Good discussion here...
Brian Goodwin
Good-Win Racing
www.good-win-racing.com
MrXtreme
Posts: 9
Joined: Sun Dec 04, 2005 10:27 pm
Location: Surf City, USA

Post by MrXtreme »

Jazzman,

I'm enjoying the conversation! I agree with you on your point that in
an OEM case, one can go with a longer body to make up for the volume
of the shock shaft, strictly for economic reasons. My point was only that
this isn't always the case (my fifth grade teacher drilled us to watch out
for the use of the word "always" :D ).

Again I agree with you that (and watch out for always!) many monotubes
can have a higher internal friction due to the need for the seal on the
separating piston. But (here's the almost part), some shocks (and oddly
sometimes twin tubes) use a gas bladder instead of a separating piston.
Though I've never measured one, it appears that the internal friction
would be about the same in either case (twin or mono) in the absence of
a second piston. In fact with a remote reservoir and a gas bladder one
could probably make a monotube with less internal friction (from seals)
than a twin tube design, because you could eliminate the shaft seal and
only have the one piston seal. I've seen at least a motorcycle shock
built this way.

It just came to mind that I had a set of Boge shocks on my enduro back
in the early 70's that were of twin tube construction using a nitrogen gas
bladder stuffed into the outer casing. I know because I converted them
myself from emulsion to non-emulsion. Man we had to do a bunch of
crazy things back then in an attempt to make a suspension work.

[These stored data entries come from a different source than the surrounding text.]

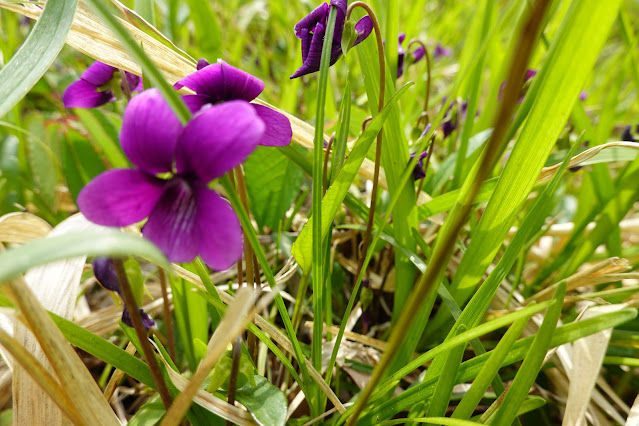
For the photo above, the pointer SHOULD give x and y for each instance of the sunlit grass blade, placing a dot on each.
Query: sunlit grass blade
(37, 53)
(473, 396)
(518, 390)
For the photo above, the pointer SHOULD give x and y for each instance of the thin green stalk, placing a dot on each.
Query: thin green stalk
(380, 105)
(136, 319)
(427, 286)
(318, 190)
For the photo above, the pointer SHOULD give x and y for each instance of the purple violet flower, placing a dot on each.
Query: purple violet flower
(104, 271)
(221, 82)
(418, 171)
(418, 54)
(185, 217)
(441, 51)
(311, 30)
(89, 91)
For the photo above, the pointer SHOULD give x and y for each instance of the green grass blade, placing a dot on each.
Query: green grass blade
(473, 396)
(569, 63)
(394, 159)
(104, 242)
(302, 249)
(37, 53)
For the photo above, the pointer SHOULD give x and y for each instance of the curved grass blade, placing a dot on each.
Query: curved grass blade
(37, 53)
(86, 243)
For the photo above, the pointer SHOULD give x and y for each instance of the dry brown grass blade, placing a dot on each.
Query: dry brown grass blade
(91, 37)
(234, 322)
(53, 287)
(273, 332)
(22, 227)
(69, 369)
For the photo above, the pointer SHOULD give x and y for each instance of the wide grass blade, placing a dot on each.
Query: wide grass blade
(37, 53)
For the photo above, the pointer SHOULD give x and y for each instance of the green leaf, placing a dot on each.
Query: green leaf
(349, 37)
(526, 375)
(37, 53)
(272, 182)
(267, 403)
(556, 88)
(337, 192)
(105, 242)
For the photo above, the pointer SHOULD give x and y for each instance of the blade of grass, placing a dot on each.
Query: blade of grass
(519, 388)
(37, 53)
(473, 396)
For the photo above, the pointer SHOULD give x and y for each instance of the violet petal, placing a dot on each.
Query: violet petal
(172, 223)
(222, 82)
(195, 102)
(150, 131)
(82, 94)
(307, 23)
(120, 197)
(277, 131)
(98, 74)
(220, 233)
(218, 139)
(364, 27)
(314, 56)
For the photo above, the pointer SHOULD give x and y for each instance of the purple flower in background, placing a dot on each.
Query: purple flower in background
(628, 135)
(104, 271)
(221, 82)
(89, 91)
(452, 117)
(441, 51)
(418, 171)
(529, 74)
(311, 30)
(185, 217)
(418, 54)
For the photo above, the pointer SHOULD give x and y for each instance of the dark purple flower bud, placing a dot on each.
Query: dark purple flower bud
(104, 271)
(441, 51)
(185, 217)
(220, 82)
(311, 30)
(147, 322)
(418, 171)
(90, 91)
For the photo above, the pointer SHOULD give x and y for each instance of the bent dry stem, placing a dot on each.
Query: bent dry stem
(138, 325)
(427, 285)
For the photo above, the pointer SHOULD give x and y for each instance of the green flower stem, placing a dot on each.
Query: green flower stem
(318, 190)
(125, 85)
(416, 308)
(136, 319)
(380, 105)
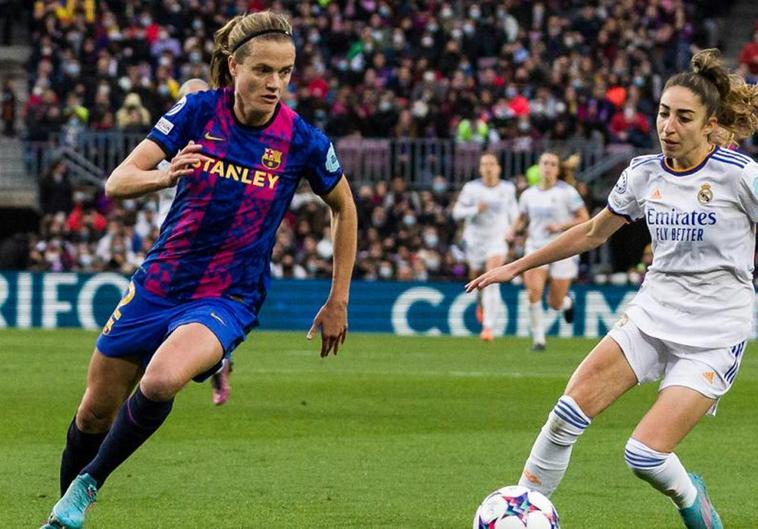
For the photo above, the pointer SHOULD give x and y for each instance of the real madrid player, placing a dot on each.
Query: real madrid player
(548, 209)
(237, 155)
(689, 323)
(488, 208)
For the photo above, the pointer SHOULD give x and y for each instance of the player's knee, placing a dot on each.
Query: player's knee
(641, 459)
(160, 387)
(566, 422)
(555, 304)
(95, 417)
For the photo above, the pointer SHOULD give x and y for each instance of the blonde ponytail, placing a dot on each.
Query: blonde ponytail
(234, 39)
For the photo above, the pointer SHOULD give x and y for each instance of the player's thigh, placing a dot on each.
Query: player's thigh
(109, 383)
(674, 414)
(190, 350)
(535, 280)
(558, 290)
(602, 377)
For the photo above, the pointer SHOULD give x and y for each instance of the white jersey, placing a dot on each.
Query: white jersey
(493, 222)
(544, 207)
(699, 288)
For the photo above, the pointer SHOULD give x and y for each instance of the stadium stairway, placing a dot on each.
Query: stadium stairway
(18, 188)
(740, 22)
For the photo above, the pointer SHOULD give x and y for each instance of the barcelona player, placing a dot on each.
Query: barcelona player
(690, 321)
(219, 381)
(237, 154)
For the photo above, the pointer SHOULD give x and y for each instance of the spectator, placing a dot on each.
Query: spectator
(55, 189)
(8, 109)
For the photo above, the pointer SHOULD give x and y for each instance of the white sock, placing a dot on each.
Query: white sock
(567, 303)
(662, 470)
(535, 322)
(549, 459)
(489, 305)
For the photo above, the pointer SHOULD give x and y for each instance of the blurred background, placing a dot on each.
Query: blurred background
(410, 92)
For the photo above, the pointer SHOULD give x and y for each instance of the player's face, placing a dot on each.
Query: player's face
(683, 127)
(261, 78)
(489, 169)
(549, 165)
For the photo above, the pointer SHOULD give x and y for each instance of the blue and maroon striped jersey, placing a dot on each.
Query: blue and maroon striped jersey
(218, 236)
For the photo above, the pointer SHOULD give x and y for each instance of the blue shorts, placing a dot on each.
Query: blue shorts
(142, 321)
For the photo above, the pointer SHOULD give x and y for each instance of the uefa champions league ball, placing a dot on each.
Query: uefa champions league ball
(516, 507)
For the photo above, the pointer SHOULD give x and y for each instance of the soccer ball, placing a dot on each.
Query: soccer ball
(516, 507)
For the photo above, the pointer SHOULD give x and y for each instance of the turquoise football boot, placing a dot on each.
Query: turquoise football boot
(69, 512)
(701, 514)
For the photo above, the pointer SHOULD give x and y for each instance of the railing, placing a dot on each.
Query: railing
(364, 160)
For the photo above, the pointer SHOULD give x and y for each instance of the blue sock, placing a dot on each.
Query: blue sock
(81, 448)
(137, 420)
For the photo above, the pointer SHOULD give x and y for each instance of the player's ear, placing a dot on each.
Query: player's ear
(232, 65)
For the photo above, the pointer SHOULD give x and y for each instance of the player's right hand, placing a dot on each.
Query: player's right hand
(501, 274)
(182, 163)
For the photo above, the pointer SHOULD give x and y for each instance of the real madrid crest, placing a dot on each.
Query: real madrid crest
(271, 158)
(705, 195)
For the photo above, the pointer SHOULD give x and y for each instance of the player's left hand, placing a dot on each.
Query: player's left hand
(501, 274)
(332, 320)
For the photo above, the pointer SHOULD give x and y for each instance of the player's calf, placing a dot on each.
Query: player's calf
(551, 452)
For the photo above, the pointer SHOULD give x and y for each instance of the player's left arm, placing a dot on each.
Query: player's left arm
(332, 317)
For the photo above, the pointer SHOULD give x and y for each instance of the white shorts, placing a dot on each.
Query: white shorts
(477, 252)
(710, 372)
(564, 269)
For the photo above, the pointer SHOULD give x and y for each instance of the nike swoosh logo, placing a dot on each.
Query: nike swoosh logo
(213, 138)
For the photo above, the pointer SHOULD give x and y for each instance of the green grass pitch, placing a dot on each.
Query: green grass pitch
(392, 433)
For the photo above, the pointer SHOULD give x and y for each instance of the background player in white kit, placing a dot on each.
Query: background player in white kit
(548, 209)
(488, 208)
(689, 323)
(221, 388)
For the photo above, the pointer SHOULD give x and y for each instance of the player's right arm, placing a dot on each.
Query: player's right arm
(137, 174)
(581, 238)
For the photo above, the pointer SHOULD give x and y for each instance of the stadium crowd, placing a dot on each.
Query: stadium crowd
(481, 72)
(469, 70)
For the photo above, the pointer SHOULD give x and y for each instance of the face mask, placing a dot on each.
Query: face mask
(72, 69)
(431, 240)
(439, 187)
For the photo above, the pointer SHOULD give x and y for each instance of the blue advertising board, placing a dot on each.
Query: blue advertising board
(53, 300)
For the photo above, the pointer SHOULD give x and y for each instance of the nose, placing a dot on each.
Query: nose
(273, 82)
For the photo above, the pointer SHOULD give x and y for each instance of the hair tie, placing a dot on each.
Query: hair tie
(258, 34)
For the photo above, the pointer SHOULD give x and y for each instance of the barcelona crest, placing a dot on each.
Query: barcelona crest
(271, 158)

Fitting
heat sinks, monkeying with oils, drilling out valving, playing with all those
disc washers. Much easier just to buy stuff and bolt it on! And so much
cleaner, too.

Can we move to a discussion of active suspensions where things get real
interesting?!?! :D (just kidding!)

So are you a II-V-I guy?
JAZZMAN
Posts: 4
Joined: Sun Jan 08, 2006 9:36 pm

Post by JAZZMAN »

The difference in length between twin vs. mono isn't due to having to account for the rod volume, because both types have to do that, and typically rod volume doesn't change significantly between the two on the same application. BUT, each accounts for it differently. The twin tube places the extra volume OUTSIDE the inner tube, concentric with the rod. The monotube places the extra volume BELOW the oil chamber. The only way a monotube won't be longer than a twin tube is if there is enough dead length built into the twin tube (which depends soley on the location of the upper and lower shock mounts on the chassis) to account for this extra volume requirement WITHOUT extending the damper. In some cases it is possible, in many it isn't. There would be no other reason to make such a change to length and travel. I think we may be making different points, or maybe I'm misunderstanding you.

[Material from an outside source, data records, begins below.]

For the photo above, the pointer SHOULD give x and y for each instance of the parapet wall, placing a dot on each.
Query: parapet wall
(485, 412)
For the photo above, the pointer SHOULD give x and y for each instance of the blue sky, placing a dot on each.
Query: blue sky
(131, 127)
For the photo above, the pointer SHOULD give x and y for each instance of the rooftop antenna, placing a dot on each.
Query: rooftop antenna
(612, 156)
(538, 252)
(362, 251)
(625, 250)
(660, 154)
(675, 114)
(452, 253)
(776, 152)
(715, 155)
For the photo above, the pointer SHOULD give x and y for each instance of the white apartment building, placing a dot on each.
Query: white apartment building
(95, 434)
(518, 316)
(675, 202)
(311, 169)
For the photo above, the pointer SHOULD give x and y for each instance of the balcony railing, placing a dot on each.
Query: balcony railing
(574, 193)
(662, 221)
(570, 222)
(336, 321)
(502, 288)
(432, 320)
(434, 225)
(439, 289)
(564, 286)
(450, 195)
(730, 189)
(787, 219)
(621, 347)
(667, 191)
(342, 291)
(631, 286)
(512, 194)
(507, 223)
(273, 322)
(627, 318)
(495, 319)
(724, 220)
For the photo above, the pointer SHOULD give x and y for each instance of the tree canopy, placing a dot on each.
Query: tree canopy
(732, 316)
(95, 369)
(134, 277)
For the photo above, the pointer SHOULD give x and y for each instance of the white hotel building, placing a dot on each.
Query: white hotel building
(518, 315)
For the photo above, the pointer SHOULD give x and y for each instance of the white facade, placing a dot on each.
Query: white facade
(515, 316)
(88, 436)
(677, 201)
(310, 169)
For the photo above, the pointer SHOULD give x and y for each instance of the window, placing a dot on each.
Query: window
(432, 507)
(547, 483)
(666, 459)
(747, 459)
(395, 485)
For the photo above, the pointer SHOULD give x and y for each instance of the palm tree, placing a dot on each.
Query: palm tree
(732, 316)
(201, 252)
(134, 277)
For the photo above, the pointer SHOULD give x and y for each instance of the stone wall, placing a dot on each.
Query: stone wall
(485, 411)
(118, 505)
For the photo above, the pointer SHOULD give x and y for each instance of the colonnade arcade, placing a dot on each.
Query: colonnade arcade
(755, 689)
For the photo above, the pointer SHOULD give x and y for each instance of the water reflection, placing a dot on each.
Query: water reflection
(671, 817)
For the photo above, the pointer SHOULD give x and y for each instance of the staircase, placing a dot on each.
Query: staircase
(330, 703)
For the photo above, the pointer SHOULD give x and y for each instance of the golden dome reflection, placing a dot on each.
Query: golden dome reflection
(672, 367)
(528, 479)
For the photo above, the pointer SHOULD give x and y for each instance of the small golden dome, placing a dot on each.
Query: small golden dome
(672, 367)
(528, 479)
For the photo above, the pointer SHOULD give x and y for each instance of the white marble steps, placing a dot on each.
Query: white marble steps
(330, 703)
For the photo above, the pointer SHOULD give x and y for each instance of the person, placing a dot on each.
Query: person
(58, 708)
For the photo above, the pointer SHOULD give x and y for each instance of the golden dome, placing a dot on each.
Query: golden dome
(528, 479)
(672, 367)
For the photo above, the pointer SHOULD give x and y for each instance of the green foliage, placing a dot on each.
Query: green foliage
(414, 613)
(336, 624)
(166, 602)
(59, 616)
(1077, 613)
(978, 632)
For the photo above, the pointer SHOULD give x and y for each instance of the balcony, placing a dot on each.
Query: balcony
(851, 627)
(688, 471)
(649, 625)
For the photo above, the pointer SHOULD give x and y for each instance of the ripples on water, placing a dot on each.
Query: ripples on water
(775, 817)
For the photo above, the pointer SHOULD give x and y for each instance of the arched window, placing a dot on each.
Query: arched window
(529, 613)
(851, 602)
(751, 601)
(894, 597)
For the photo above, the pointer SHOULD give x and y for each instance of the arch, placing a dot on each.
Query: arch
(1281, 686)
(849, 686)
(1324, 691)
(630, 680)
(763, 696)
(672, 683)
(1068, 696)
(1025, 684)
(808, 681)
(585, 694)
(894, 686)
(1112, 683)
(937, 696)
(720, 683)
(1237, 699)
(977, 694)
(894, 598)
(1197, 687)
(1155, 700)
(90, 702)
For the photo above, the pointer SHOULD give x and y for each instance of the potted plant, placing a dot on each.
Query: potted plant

Generally, I agree with your points about speacial cases where a monotube may have very good fricition characterisitics. I think we both agree though that for the vast majority of OEM applications and even many aftermarket/race dampers, twin tubes will be much better in this regard than monotubes.

Not sure what you mean by II-V-I (program code for a certain OEM?). . . so I'm probably not one of them. I'm just an engineer who has a bit of experience with shock design and tuning.
MrXtreme
Posts: 9
Joined: Sun Dec 04, 2005 10:27 pm
Location: Surf City, USA

Post by MrXtreme »

I was wondering where you had gone :D

I'm not a shock designer, but in looking at a few different designs, it
appears that the only reason for having the separate chamber in a mono
tube is to account for the shaft volume, as oil is essentially
incompressible, unless it is in the form of an emulsion. If you tried
to build a shock without something to compress inside, it would be
hydraulic locked.

Yes, it sounds like we do agree on this topic more than we disagree.

II-V-I is a jazz chord progression. I'm just an amateur tenor sax dude.